Meta Data Optimization For Professional Services Websites

Generally professional legal service websites are heavily Google centric and do not receive much organic search traffic from other search engines like BING or Yahoo. Another KPI, conversion rate of organic traffic, was also lower than expected. Reviewing the top performing attorney websites in several major metro markets in diverse practice areas, from many competitors websites like Justia, iLawyer marketing and SLS marketing, highlighting the use of unique meta data to maximize their organic audience and improve search engine indexation and page relevance to search user queries. The websites that showed up well in SERP’s page with greater visibility and frequency had a common characteristic of unique Meta keywords, unique Meta descriptions and unique title tags.

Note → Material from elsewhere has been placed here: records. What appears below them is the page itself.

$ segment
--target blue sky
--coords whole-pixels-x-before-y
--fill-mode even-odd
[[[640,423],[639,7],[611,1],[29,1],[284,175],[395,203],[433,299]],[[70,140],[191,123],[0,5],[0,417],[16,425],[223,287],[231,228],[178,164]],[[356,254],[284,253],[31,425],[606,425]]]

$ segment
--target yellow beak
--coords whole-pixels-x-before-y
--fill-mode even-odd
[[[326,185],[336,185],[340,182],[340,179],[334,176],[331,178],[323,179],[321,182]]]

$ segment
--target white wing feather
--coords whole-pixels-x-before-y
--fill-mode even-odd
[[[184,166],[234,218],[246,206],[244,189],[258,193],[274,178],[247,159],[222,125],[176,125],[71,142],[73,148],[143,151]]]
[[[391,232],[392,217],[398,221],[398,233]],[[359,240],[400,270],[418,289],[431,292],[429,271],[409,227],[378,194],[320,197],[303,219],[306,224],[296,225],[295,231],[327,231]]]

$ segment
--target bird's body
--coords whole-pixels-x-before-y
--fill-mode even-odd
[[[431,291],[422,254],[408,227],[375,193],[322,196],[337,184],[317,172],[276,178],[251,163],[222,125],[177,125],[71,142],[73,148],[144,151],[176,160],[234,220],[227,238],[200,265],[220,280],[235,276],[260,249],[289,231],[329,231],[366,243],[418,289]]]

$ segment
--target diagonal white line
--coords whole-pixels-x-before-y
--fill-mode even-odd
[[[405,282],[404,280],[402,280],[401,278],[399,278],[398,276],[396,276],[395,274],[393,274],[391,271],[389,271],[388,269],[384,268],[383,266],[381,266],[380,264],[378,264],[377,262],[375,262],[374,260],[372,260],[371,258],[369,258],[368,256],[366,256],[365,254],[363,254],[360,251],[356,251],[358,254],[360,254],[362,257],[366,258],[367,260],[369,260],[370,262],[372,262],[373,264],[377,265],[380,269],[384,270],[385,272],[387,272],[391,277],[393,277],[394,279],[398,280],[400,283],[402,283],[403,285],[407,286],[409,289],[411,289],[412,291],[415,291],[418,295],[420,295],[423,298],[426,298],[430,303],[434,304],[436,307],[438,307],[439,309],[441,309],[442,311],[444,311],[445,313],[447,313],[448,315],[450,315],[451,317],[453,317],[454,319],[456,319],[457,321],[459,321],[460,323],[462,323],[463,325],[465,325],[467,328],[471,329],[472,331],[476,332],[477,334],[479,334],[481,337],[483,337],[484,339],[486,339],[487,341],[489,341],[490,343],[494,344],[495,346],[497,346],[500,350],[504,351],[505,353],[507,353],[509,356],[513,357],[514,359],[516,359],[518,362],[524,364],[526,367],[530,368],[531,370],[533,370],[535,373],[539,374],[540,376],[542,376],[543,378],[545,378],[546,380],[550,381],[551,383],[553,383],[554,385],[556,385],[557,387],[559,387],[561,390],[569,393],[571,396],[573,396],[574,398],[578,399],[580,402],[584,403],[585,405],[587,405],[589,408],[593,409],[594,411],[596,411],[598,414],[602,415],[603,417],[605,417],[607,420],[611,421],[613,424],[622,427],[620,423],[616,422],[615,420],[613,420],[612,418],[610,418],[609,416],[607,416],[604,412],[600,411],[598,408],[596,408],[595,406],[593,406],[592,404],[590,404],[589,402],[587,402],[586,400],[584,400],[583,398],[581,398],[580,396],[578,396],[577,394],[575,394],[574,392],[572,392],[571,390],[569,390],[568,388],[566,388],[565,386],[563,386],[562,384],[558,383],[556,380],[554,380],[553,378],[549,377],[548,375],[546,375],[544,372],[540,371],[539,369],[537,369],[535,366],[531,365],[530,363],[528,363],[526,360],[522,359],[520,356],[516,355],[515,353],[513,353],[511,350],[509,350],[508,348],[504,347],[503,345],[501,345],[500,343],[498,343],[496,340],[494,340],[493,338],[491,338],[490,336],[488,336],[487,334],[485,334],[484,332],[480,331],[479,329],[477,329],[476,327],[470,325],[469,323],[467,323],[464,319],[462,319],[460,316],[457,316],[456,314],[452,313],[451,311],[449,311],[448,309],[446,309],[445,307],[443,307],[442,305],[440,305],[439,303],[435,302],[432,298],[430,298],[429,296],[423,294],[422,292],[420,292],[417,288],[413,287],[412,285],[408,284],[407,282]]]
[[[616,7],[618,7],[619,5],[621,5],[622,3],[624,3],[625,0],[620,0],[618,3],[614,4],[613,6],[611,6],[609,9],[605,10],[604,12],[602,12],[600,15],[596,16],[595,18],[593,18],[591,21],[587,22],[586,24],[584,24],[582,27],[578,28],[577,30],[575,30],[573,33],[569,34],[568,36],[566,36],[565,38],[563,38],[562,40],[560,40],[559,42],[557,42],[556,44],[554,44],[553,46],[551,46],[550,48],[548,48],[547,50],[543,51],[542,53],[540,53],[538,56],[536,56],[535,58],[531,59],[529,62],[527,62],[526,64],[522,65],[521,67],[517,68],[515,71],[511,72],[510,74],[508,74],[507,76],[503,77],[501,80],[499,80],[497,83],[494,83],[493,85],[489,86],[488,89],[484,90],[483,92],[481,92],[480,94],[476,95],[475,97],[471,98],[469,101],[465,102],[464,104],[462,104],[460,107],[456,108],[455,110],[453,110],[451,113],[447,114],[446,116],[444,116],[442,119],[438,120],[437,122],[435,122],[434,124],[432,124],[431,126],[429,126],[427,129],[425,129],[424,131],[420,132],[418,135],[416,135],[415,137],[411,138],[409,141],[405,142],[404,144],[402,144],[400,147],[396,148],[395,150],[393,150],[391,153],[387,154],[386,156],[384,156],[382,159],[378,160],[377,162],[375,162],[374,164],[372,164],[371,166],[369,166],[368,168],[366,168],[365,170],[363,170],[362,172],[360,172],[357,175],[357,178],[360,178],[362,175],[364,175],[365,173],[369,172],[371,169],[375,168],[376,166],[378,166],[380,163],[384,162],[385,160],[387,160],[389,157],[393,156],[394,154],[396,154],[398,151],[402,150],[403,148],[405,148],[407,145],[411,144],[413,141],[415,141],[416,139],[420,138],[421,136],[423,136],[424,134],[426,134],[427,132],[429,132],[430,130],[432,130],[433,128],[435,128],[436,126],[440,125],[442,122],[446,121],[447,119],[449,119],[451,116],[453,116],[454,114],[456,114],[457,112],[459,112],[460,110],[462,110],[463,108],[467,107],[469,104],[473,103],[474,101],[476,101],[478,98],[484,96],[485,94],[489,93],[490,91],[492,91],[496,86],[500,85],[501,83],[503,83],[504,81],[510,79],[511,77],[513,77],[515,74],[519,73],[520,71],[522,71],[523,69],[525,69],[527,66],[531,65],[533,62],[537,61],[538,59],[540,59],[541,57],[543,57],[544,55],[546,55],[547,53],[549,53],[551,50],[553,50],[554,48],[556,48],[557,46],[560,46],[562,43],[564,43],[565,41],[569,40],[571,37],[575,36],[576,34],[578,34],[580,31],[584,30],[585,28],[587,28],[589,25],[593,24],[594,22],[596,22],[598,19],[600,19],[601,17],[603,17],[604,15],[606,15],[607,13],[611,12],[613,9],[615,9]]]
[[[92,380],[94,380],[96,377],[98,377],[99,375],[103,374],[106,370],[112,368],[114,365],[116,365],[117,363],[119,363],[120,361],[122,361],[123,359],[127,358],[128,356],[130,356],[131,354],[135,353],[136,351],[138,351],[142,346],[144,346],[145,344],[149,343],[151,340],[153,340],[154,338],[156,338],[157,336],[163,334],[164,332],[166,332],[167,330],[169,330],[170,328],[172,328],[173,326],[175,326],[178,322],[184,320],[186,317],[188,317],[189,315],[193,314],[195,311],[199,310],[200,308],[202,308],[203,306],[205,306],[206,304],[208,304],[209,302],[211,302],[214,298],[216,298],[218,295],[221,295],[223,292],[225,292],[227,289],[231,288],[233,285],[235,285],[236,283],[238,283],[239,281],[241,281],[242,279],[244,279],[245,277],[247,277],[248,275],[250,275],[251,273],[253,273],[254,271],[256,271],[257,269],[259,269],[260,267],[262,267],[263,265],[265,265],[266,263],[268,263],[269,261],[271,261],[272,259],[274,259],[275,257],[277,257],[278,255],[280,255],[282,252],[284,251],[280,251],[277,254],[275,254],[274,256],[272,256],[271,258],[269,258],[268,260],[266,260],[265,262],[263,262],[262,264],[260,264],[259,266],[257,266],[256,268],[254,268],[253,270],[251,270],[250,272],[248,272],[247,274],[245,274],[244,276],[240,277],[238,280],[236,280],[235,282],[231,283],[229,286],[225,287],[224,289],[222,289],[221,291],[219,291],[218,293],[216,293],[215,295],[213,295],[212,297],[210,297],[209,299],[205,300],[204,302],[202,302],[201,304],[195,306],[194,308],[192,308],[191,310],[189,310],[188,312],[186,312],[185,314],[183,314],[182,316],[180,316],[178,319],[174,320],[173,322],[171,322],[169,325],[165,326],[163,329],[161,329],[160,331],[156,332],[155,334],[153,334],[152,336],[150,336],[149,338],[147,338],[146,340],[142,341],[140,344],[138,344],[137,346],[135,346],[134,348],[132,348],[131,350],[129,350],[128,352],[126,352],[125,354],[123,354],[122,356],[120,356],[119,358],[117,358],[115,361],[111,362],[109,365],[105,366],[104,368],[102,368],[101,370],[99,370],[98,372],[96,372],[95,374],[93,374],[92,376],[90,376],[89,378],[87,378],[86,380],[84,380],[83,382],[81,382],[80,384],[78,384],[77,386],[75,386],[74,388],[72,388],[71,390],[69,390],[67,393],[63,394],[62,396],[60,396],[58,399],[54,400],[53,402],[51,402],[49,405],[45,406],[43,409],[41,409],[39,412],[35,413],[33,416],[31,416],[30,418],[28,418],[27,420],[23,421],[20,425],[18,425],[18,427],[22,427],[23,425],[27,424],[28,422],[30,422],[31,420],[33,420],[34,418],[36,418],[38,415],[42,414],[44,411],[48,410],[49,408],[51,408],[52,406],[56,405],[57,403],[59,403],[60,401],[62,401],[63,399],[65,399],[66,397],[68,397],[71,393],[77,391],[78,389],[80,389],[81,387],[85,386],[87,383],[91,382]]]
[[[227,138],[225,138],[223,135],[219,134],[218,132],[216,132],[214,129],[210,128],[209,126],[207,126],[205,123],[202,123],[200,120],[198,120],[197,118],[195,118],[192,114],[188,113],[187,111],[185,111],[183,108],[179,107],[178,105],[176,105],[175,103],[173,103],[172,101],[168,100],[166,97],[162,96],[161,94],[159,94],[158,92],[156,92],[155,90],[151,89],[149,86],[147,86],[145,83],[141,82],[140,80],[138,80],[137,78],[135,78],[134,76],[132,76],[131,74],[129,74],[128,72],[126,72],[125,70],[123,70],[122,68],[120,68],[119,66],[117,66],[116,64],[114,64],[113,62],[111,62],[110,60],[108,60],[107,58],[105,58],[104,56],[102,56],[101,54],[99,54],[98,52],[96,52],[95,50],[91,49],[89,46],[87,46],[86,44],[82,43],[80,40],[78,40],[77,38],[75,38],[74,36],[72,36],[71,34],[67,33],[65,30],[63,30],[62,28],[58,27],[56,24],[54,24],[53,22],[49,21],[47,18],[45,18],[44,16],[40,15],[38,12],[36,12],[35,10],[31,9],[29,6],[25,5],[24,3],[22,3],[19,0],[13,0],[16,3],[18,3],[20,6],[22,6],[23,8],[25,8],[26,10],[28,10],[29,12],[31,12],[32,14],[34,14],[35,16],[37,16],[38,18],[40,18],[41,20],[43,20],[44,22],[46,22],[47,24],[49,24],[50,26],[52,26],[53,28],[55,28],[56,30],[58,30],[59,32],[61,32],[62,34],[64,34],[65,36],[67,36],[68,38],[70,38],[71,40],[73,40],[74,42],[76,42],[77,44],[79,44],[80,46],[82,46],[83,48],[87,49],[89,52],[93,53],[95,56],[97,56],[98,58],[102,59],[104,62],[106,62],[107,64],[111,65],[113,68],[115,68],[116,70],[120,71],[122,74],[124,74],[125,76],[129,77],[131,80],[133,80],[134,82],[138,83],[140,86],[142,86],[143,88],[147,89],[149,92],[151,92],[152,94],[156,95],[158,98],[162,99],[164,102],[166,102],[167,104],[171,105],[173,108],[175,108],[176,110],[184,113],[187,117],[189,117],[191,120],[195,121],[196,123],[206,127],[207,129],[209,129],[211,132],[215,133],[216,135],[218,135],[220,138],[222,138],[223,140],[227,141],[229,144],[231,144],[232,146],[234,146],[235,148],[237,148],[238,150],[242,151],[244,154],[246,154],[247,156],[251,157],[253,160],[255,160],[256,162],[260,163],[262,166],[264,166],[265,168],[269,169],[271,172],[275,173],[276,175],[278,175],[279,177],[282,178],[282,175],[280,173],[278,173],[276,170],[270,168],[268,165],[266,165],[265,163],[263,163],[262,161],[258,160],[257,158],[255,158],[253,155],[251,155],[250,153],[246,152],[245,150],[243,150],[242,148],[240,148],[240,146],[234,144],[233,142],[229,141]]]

paid-search-marketingHow Search Engines Use Meta Data

While it is common marketing knowledge that Google does not read meta keywords for use in their algorithm as stated frequently by Matt Cutts from Google, there are 1,00’s of other search engines that do use this information to help establish page relevance and better indexation. Consider these two points about how search engines use Meta data.

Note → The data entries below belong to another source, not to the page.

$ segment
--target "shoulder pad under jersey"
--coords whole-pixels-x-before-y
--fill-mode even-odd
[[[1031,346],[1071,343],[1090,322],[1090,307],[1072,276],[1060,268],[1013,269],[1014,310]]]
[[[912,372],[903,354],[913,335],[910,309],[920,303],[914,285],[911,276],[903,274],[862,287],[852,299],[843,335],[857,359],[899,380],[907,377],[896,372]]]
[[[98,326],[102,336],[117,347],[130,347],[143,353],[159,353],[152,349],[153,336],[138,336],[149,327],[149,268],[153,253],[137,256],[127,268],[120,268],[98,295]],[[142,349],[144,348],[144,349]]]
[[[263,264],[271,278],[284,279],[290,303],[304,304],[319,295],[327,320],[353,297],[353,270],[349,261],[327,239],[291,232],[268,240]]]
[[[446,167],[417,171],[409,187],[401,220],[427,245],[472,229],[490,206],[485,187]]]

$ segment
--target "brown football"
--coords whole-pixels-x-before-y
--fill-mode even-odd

  • While Google may not read Meta data, why do they stress it in their webmaster tool? In Google Webmaster tools under HTML improvements, WMT commonly lists and shows duplicative Meta data. Google actually recommends through their Webmaster tools to go “old school SEO” and improve your website by remove duplicative Meta data and provide unique titles, keywords, and descriptions for greater relevancy to user queries.
  • Recently Google has gone back to indexing news sites with Meta data.  Google recommends news sites and news articles identify story topics with by using unique Meta keywords to gain better relevancy and topic clarification.

Professional search engine marketers that used consistent quality guidelines to build websites, have continued to include unique Meta content in every site build. Many SEO’s focused on rank tend to ignore quality guidelines while reacting to the latest SEO trend. All the domains that ignore the practice of building page relevancy now have to play catch up, and here’s why.

Algorithm Changes In Google

In April 2012 Matt Cutts in one of his blog posts mentioned Google’s upcoming efforts to improve the site quality and user experience.  At that time, Google was looking to increase the quality of SERP’s by penalizing sites that were openly over-optimizing their domains with questionable SEO practices. This particular algorithm update was called Penguin. Penguin 1.1 was launched around April 24, 2012 and adjusted search results for a number of spam factors including non-diverse back link profiles, aggressive redundant anchor text, keyword stuffing and over-optimized title tags to name a few. This “over-optimization” of title tags includes titles that well exceed the standard character limitations. One common misdiagnosed SEO problem from Penguin is that it’s only link problem, when in fact it might be an poor optimization or over-optimization problem.

Most Meta data has a standard number of characters that will be displayed across the search engines. For example, title tags of 70 characters or less will show up in a Google search and 72 characters or less will show up in a BING or Yahoo search. When you research top performing sites you will see that many of these sites use no more than 70 characters to identify what each page is all about. Most websites that exceed 70 characters and use an abundance of keywords in the title tags tend to perform at a less than optimal level along with being poorly indexed.

SEO Industry Standards “Old School” Style

When it comes to keyword usage in the Meta keywords, the general rule of thumb is 3 to 5 unique keywords that support the relevancy of the page. A common SEO “black hat” tactic is to stuff a bunch of keywords in the string, repeat keywords in this string, or simply ignore the keywords because “Google doesn’t read it”. All of these are bad ideas. The Meta keywords help explains what the page is about, especially when the primary keyword of the page topic being the first phrase listed. The remaining keywords need to be relevant and non-duplicative to the primary keyword. Semantic indexing further reinforces the quality of the on page topic and improves the search engines understanding of what the page is truly all about. The outcome is that this page is easier to index because it is easier for search bots to understand. The byproduct of helping the search engines identify and understand the content on the page is with correct and consistent basic optimization is better placement in the results pages.